Daily Brexit update: Anti-climax takes sterling back to Monday

Prime Minister Theresa May’s relief at winning the confidence motion was anticipated by sterling well before the news was announced last night. Consequently, the only visible immediate reaction was a sharp whipsaw of some 80 pips in sterling traded against the dollar. It lasted around 10 minutes. Since then, the rate has meandered higher and then a little lower. This partly reflects a lack of further developments expected before the Brexit bill’s likely return to the commons for a vote. That will happen next month, no later than the 21st, according to Downing Street’s clarification on Thursday afternoon. Deep underlying uncertainties inherent in the flawed deal from the start, remain. Just now, the pound was up just 60 pips from where it was when Downing Street decided to gamble further with the government’s credibility. Mayhem aside, perceptions do not appear to have changed that much.

How this affects our Brexit Top 10 markets:

GBP/USD: As such, cable’s new extended range (to the downside) now encompasses Wednesday’s new 20-month low of $1.2475. The presumed top was the lower end of its previous 3-week span at $1.2723. With the spot struggling at last look, likely new resistance remains out of reach on Thursday. On the downside, late-Asia swing lows around $1.2608 are the immediate objective.

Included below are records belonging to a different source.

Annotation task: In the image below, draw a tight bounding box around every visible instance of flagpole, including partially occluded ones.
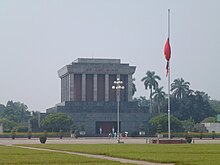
[167,9,171,139]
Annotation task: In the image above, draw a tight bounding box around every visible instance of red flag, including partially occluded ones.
[164,38,171,61]
[166,61,169,77]
[164,38,171,77]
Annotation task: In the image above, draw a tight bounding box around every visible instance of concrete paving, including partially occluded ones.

GBP/JPY: One of the currencies against which sterling achieves a second consecutive day of gains is the yen. This reveals that at least part of the reason for a less impressive showing versus the dollar is a continued and somewhat unexpected resilience of the greenback. In a yen context, sterling keeps confounding our expectations, albeit at a miniscule level. The closely followed 21-day exponential moving average is at ¥144.23 and we continue to expect any attempts to scale it to be thwarted.

EUR/USD: The euro has had its sights firmly on ECB commentary. A slightly more negative characterisation of current risks to the central bank’s downgraded forecasts pushed the rate a modest 48 pips lower. The pair had already recouped around half of that by last look, possibly tilted higher by more positive budget murmurings from Italy’s coalition government.

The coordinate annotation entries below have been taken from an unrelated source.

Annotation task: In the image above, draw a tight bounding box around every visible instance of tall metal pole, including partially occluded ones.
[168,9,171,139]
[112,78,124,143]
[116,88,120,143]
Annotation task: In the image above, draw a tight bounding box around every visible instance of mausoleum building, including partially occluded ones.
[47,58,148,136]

EUR/GBP: With a surge higher of as much as 121 pips since Thursday’s sterling low against the euro, of which the pound retains about 80 at last look, this is one of its more solid gains. It reveals a truer impact on sentiment from a muddled few days in Westminster. The pound’s nearest immediate next challenge looks to be the edge of a consolidation zone at a Sunday night hourly low of 89.44 pence, before a spike low marked even earlier in the week at .8918 comes into play.

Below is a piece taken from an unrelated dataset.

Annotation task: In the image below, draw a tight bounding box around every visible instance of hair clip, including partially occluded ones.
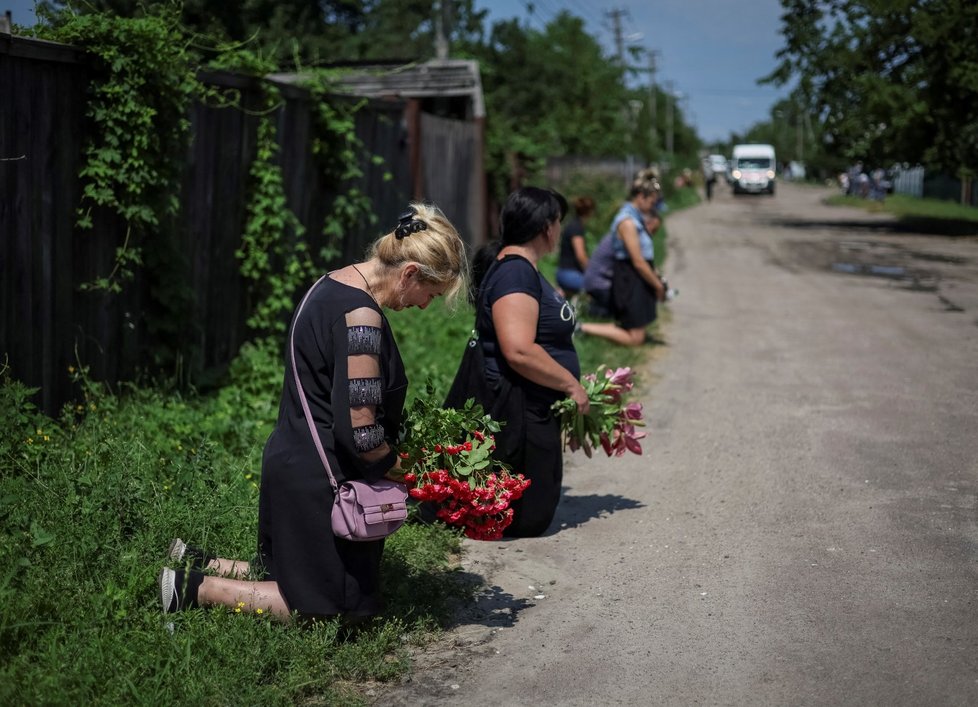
[394,209,428,240]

UK 100: The FTSE 100 consolidates its biggest rise of the month so far, heading for a close that’s less than 3 points lower than Wednesday’s.

Germany 30: Germany’s DAX joins global markets in a lacklustre indecisive session falling 0.1%.

Lloyds: Lloyds’ 0.6% fall trims less than a third of its gain a day ago.

Barclays: Barclays was initially set to extend a two-day rise before an intraday reversal. Greater sensitivity to international borrowing costs than its big domestic rival means that hints of tardier ECB tightening are more unsettling to its shareholders than those of Lloyds.

Shell: Across-the-sector weakness in oil shares leaves Shell down two pence.

BP: Reports that OPEC output rose somewhat before its cut last week soften sentiment that was improved by promising inventory data earlier this week. BP shares fell 3.6 pence.